Rabbânî, bazı kesimlerce ikinci bin yılın müceddidi ve müçtehit kabul edilir. İslâm hükümleri ile tasavvufu birleştirmesinden dolayı 'Sıla' ismi de verilmiştir.
Rabbânî, insanı Dünya'da ve Âhiret'te yükseltecek olan tevâzûnun ne olduğunu ve kurtuluşun ancak Ehl-i Sünnet'e uymakla olduğunu bildirmiştir. Talebelerine ilim tahsilini sıkı sıkı emretmiş, taassuba ve yobazlığa karşı mücadeleye çok önem vermiş, dîni cahillerden öğrenmeyi men etmiştir. Devamlı kitap okumalarını, ilim öğrenmelerini istemiş, önce itikadı düzeltmenin, sonra fıkıh bilgilerini öğrenmenin gerekliliğini anlatmıştır.

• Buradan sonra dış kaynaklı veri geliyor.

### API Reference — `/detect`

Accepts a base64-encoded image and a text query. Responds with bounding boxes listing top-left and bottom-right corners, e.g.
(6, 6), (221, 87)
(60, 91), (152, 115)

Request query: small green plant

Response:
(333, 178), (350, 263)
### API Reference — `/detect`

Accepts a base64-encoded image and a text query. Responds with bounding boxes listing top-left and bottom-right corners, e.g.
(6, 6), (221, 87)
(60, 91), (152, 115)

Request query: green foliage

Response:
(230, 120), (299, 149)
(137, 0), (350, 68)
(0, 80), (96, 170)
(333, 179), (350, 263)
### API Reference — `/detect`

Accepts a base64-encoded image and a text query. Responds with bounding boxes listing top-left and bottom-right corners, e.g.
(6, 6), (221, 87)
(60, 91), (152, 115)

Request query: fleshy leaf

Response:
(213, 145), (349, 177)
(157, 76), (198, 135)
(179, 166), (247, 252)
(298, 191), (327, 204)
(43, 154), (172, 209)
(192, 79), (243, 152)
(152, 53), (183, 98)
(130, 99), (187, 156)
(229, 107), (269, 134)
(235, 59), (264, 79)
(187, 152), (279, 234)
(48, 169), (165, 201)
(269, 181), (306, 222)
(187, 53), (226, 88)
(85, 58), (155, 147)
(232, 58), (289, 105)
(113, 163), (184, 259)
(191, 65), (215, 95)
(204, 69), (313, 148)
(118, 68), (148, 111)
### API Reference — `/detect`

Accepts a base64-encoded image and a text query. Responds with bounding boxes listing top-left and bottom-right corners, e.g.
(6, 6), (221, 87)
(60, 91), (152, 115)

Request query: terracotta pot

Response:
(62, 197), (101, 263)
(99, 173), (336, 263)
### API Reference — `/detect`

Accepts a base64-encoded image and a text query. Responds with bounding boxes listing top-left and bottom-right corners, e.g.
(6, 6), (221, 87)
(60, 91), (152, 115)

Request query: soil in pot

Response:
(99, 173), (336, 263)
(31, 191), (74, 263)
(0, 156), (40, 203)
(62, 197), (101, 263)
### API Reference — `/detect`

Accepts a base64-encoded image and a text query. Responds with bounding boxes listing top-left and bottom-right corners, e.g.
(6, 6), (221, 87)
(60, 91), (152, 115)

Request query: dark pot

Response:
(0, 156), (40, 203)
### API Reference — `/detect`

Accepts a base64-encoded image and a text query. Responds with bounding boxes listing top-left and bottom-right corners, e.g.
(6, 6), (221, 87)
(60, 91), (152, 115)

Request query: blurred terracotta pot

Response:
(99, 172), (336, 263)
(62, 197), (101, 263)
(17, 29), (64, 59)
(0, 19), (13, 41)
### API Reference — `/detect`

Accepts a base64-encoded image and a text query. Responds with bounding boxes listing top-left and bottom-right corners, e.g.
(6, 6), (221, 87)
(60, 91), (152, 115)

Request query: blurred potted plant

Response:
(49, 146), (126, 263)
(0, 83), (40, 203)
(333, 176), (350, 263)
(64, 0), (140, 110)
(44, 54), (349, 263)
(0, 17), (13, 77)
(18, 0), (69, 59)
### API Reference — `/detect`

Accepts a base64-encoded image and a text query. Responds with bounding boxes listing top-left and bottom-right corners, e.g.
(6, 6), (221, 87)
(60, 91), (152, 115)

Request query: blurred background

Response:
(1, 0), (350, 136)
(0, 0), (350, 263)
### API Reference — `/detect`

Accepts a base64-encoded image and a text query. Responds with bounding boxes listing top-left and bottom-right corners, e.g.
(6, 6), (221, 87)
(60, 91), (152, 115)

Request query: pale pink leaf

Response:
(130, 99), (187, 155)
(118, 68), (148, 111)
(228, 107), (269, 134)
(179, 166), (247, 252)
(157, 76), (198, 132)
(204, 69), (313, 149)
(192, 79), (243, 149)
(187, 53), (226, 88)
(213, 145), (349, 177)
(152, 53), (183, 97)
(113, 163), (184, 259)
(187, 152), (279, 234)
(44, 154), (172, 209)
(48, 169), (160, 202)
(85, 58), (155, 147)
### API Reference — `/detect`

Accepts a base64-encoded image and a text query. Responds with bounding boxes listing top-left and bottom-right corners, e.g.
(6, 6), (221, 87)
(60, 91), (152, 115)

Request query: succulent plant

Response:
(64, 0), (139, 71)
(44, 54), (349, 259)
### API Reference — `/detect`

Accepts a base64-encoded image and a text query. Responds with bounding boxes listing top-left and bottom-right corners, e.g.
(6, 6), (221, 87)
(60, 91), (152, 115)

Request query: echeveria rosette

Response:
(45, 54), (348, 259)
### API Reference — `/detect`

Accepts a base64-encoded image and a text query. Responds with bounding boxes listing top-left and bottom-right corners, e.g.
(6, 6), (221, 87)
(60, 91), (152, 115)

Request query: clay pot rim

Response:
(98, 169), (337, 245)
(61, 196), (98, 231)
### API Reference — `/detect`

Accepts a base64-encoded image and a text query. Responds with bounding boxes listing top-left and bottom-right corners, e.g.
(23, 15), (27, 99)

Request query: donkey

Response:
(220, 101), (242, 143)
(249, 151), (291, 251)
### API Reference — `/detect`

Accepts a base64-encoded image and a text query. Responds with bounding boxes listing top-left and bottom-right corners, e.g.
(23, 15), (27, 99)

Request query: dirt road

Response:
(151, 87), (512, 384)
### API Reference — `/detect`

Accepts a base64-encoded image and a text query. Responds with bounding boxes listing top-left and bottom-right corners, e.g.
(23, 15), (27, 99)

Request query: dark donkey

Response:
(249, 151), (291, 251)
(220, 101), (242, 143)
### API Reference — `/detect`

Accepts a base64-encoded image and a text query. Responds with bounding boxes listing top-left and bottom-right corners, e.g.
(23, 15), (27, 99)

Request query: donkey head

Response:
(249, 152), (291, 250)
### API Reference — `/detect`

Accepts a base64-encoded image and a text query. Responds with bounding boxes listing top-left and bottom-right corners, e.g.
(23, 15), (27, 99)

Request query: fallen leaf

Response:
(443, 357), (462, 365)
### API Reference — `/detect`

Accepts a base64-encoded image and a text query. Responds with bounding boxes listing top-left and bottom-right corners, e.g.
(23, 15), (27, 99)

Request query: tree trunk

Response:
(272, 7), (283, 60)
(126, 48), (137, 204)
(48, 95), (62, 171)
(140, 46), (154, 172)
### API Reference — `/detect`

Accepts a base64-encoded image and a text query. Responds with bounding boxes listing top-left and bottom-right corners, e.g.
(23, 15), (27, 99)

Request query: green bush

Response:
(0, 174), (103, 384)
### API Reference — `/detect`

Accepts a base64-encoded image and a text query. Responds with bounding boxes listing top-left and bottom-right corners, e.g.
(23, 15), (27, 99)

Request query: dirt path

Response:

Eserlerinde iman ve Kur'an ahlâkı anlatılmakta, Allah'ın varlığını, birliğini, sıfatlarını, ihlası, ruhu, şeytanla ve nefsle olan cihadı ve Allah'a samimi olarak nasıl yakınlaşılabilineceği, peygamberlere ve dört halifeye uymaya çalışmanın gerekliliğini anlatmaktadır. Müminlerin kendi içinde bölünmüş olduğunu, ancak sadece Ehl-i Sünnet'e uyanların kurtulacağını söylemiştir. Birlik olunması ve Müslümanlığın yayılması gerekliliği üzerinde çokça durmuştur.
Nakşibendiyye tarikatı mensupları arasında[1] ikinci bin yılın yenileyicisi (müceddid-i elf-i sâni) kabul edilmiştir. 60 yaşında doğduğu şehirde ölen Ahmed Sirhindî'nin türbesine, bölgesinde Ravzayı Şerif denir.